1. Field of the Invention
The present invention relates to a metal oxygen battery.
2. Description of the Related Art
Metal oxygen batteries have conventionally been known, which have a positive electrode using oxygen as an active substance, a negative electrode using a metal as an active substance, and an electrolyte layer interposed between the positive electrode and the negative electrode.
In the metal oxygen batteries, in the discharge time, a metal is oxidized to form metal ions at the negative electrode, and the formed metal ions migrate into the positive electrode side. On the other hand at the positive electrode, oxygen is reduced to form oxygen ions, and the formed oxygen ions bond with the metal ions to form a metal oxide. Further, in the charge time, at the positive electrode, the metal oxide formed by discharge is decomposed, and metal ions and oxygen ions are formed. The formed metal ions migrate into the negative electrode side. On the other hand, at the negative electrode the metal ions migrated into the negative electrode side are reduced and precipitated on the negative electrode.
In the metal oxygen battery, if metallic lithium is used as the metal, since the metallic lithium has a high theoretical potential and a large electrochemical equivalent weight, the metal oxygen battery can provide a large charge-discharge capacity. If oxygen in the air is used as the oxygen, since there is no need for filling a positive electrode active substance in a battery, the energy density per mass of the battery can be raised.
However, if the positive electrode is opened to the atmosphere in order to make oxygen in the air to be a positive electrode active substance, moisture, carbon dioxide and the like in the air invade in the battery, and there is caused a problem of deterioration of the electrolyte layer, the negative electrode and the like.

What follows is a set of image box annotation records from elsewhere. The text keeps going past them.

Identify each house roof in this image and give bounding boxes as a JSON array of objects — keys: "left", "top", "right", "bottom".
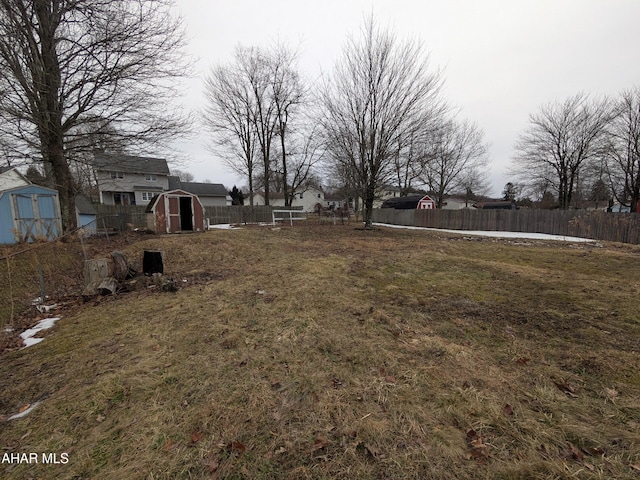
[
  {"left": 93, "top": 154, "right": 169, "bottom": 175},
  {"left": 76, "top": 195, "right": 97, "bottom": 215},
  {"left": 169, "top": 176, "right": 229, "bottom": 198}
]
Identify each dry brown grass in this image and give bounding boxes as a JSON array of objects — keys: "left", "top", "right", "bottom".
[{"left": 0, "top": 225, "right": 640, "bottom": 479}]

Then, in order to solve the problem, a metal oxygen battery is known, which has a positive electrode containing an oxygen-occluding material to release oxygen by reception of light, a negative electrode composed of metallic lithium, and an electrolyte layer disposed in a hermetically sealed case as a housing, and has a light transmission part to guide light to the oxygen-occluding material (for example, see Japanese Patent Laid-Open No. 2009-230985).

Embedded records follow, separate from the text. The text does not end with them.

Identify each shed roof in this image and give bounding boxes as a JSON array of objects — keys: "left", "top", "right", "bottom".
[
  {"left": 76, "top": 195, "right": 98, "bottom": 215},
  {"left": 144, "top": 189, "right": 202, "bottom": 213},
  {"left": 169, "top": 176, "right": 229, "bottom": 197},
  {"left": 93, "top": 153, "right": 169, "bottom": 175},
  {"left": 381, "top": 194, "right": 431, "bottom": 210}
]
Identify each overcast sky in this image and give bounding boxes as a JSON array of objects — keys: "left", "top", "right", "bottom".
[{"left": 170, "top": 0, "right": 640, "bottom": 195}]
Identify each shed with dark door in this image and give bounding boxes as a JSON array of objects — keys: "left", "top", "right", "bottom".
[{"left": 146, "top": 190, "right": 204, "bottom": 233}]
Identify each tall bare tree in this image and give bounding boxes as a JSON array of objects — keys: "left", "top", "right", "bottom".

According, to the conventional metal oxygen battery equipped with the light transmission part, the metal oxygen battery can release oxygen from the oxygen-occluding material by guiding light to the oxygen-occluding material through the light transmission part, and can provide oxygen as a positive electrode active substance without exposing the positive electrode to the atmosphere. Therefore, the deterioration of the electrolyte layer, the negative electrode and the like due to the invasion of moisture, carbon dioxide and the like in the air into the battery can be prevented.

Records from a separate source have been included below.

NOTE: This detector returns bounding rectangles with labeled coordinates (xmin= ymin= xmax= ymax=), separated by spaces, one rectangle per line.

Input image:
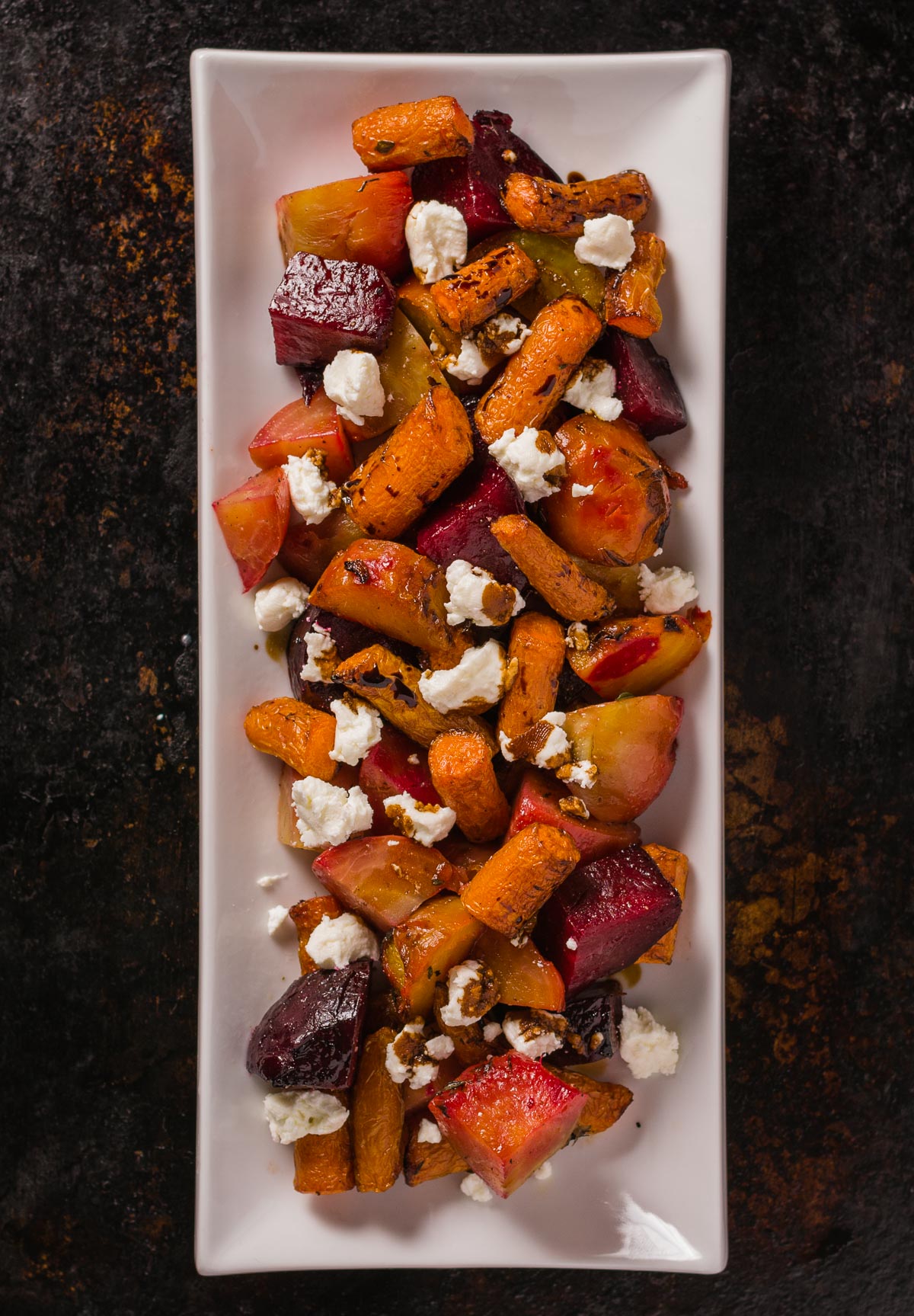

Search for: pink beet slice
xmin=429 ymin=1052 xmax=586 ymax=1198
xmin=604 ymin=329 xmax=688 ymax=438
xmin=270 ymin=251 xmax=397 ymax=366
xmin=505 ymin=767 xmax=641 ymax=863
xmin=413 ymin=109 xmax=561 ymax=246
xmin=416 ymin=456 xmax=527 ymax=590
xmin=248 ymin=959 xmax=371 ymax=1091
xmin=535 ymin=845 xmax=682 ymax=992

However, in the conventional metal oxygen battery, the supply of oxygen becomes unstable in the absence of irradiation of light rays, and there is a risk that the light transmission part, which is weaker than other pans of the hermetically sealed case, is broken and the electrolyte solution leaks out.
Then, it is conceivable that an oxygen-storing material which does not rely on irradiation of light rays and can occlude and release oxygen chemically, or adsorb and desorb oxygen physically is used as a positive electrode material of the metal oxygen battery. The oxygen-storing material is equipped with a function of occluding and releasing oxygen, and also is equipped with a function of adsorbing and desorbing oxygen on and from a surface thereof. Oxygen adsorbed on and desorbed from the surface of the oxygen-storing material is different from the oxygen occluded and released therefrom, and is not diffused in the oxygen storing material. Therefore, oxygen adsorbed on and resorbed from the surface of the oxygen-storing material is used for the balmy reaction with lower energy compared to the occluded and released oxygen, and it is conceivable that it acts favorably in the battery reaction.
In the metal oxygen battery, a typical usage is to start the use from discharge, however, it is conceivable to start the use from charging. In this case, in order to generate the decomposition reaction of the metal oxide at the positive electrode at the time of charging in the first cycle, it is conceivable to previously add the metal oxide to the positive electrode.
However, when starting use from charging in the metal oxygen battery equipped with a positive electrode including the oxygen-storing material and lithium oxide, and which is accommodated in a case, there is an inconvenience that charge-discharge overpotential is large, and sufficient batter capacity cannot not be obtained.